Julka jest osobą bardzo komunikatywną. Swoimi opowieściami sprawiła, że w tak błyskawicznym tempie zleciał nam wspólnie spędzony czas, jakby po dotknięciu czarodziejską różdżką. Ta, tak młoda, a tak dojrzała jak na swój wiek dziewczynka, zaczarowała nas swoją osobą.

Między swoimi ciekawymi i jakże kolorowymi opowieściami Julia pokazała nam najbliższy swojemu sercu album ze zdjęciami, na których zobaczyłyśmy uśmiechniętą Juleczkę w towarzystwie między innymi Małgorzaty Foremniak, jednego z najsłynniejszych polskich bliźniaków - pana Mroczka czy Miss Polonii 2006 - Marzeny Cieślik. My takiej pamiątki mogłyśmy Julii tylko pozazdrościć.
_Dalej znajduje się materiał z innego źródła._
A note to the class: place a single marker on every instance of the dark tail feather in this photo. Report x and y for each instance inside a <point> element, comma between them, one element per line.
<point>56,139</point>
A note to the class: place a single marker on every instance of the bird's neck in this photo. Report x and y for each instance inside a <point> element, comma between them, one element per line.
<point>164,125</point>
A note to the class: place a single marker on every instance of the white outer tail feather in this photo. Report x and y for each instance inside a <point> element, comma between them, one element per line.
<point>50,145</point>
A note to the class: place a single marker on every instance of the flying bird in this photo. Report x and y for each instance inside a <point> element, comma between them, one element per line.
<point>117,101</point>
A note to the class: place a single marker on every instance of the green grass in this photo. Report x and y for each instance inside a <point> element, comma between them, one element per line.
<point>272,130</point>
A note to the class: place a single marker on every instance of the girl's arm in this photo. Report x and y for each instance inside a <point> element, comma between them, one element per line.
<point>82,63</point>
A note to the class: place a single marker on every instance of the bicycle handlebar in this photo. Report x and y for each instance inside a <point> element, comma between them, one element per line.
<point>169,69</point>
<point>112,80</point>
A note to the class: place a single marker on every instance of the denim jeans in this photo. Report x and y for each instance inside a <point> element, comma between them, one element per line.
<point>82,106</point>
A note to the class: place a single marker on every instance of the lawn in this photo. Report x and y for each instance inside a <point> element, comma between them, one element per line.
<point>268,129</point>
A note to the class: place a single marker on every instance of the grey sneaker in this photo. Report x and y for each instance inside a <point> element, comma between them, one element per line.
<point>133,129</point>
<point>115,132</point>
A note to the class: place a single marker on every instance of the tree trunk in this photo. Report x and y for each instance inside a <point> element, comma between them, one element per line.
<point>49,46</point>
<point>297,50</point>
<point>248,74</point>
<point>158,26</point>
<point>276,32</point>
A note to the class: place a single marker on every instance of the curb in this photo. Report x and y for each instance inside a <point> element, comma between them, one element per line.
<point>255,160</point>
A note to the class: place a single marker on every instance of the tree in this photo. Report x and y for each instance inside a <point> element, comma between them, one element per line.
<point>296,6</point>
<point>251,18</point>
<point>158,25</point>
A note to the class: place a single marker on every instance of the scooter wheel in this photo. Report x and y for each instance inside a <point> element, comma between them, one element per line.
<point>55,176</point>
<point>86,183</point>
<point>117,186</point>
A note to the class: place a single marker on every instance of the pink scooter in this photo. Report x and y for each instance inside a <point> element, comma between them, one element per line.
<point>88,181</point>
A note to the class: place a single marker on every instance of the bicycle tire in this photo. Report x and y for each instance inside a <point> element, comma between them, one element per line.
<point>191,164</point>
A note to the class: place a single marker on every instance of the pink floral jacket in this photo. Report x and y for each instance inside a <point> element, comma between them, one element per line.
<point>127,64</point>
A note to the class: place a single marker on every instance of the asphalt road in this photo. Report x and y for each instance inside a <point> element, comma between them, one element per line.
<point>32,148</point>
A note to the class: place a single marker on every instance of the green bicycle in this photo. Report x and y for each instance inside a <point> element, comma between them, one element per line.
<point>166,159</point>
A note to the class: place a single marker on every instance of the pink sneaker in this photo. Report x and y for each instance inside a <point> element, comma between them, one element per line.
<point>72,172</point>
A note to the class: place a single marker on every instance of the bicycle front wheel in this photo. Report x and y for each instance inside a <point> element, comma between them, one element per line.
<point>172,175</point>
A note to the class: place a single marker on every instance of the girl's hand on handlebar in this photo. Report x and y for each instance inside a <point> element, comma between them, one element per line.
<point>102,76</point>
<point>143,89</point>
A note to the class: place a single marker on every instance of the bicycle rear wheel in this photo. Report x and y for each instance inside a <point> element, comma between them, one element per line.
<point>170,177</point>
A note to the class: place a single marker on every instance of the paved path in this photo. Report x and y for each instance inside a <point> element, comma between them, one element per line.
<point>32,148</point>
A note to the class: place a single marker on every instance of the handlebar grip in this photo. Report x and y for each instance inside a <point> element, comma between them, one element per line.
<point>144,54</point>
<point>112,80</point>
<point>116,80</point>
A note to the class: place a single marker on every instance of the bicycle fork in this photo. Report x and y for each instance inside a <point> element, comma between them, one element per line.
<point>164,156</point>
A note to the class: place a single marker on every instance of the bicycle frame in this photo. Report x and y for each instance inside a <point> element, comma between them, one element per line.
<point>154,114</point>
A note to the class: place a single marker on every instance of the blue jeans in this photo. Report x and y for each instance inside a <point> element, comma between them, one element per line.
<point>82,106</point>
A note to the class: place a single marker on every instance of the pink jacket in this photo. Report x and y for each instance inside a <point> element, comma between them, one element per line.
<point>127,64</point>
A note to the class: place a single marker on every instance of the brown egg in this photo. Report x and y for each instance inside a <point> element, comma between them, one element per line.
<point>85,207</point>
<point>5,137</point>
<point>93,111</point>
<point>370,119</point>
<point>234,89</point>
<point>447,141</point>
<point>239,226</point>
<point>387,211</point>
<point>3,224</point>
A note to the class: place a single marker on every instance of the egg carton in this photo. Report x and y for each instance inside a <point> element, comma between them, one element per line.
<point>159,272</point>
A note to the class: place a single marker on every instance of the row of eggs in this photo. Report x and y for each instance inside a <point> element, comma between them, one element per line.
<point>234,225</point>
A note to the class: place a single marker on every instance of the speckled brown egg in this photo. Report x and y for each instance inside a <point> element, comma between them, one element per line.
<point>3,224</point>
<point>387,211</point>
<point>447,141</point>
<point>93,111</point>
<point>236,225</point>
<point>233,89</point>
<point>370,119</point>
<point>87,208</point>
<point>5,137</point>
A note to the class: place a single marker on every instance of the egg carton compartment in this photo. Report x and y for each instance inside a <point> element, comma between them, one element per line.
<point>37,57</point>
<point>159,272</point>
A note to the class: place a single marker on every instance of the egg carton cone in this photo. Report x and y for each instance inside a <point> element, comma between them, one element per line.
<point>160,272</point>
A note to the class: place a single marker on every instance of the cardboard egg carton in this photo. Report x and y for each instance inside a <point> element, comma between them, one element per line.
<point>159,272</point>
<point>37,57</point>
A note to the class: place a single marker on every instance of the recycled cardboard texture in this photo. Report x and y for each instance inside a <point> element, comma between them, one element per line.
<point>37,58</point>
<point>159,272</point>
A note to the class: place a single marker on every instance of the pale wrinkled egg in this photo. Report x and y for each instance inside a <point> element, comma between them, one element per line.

Zanim Julia wtajemniczyła mnie i Emilę w swoje najskrytsze marzenie przy odrobinie ruszenia głową wcale nie trudno byłoby się jego domyślić. Mianowicie łóżko Julii z każdej strony otaczały piękne, siwe, gniade, izabelowate, tarantowate, srokate, kare konie, przez nią zresztą namalowane. Były to konie, jakie tylko można było sobie wymarzyć... Stało się formalnością, kiedy Julia powiedziała nam, że jej największym marzeniem jest mieć własnego konia, z którym dzieliłaby swój każdy wolny czas...

To, że konie są wielką miłością życia Julii nie ulega żadnym wątpliwością... Wątpliwością nie ulega również fakt, że marzenie Julii zostanie spełnione...

 

 

spełnienie marzenia

2007-04-13

 

Piątek, 13-tego kwietnia, Warszawa i pogoda, jaką tylko można było sobie wymarzyć... Razem z mamą Julii pojechałyśmy do podwarszawskiej Łomianki odebrać konia, którego Juleczka oczekiwała ze zniecierpliwieniem. Tego dnia, kuc feliański, o kasztanowatej maści i nazwie Minerał stał się własnością naszej małej, a zarazem wielkiej miłośniczki koni.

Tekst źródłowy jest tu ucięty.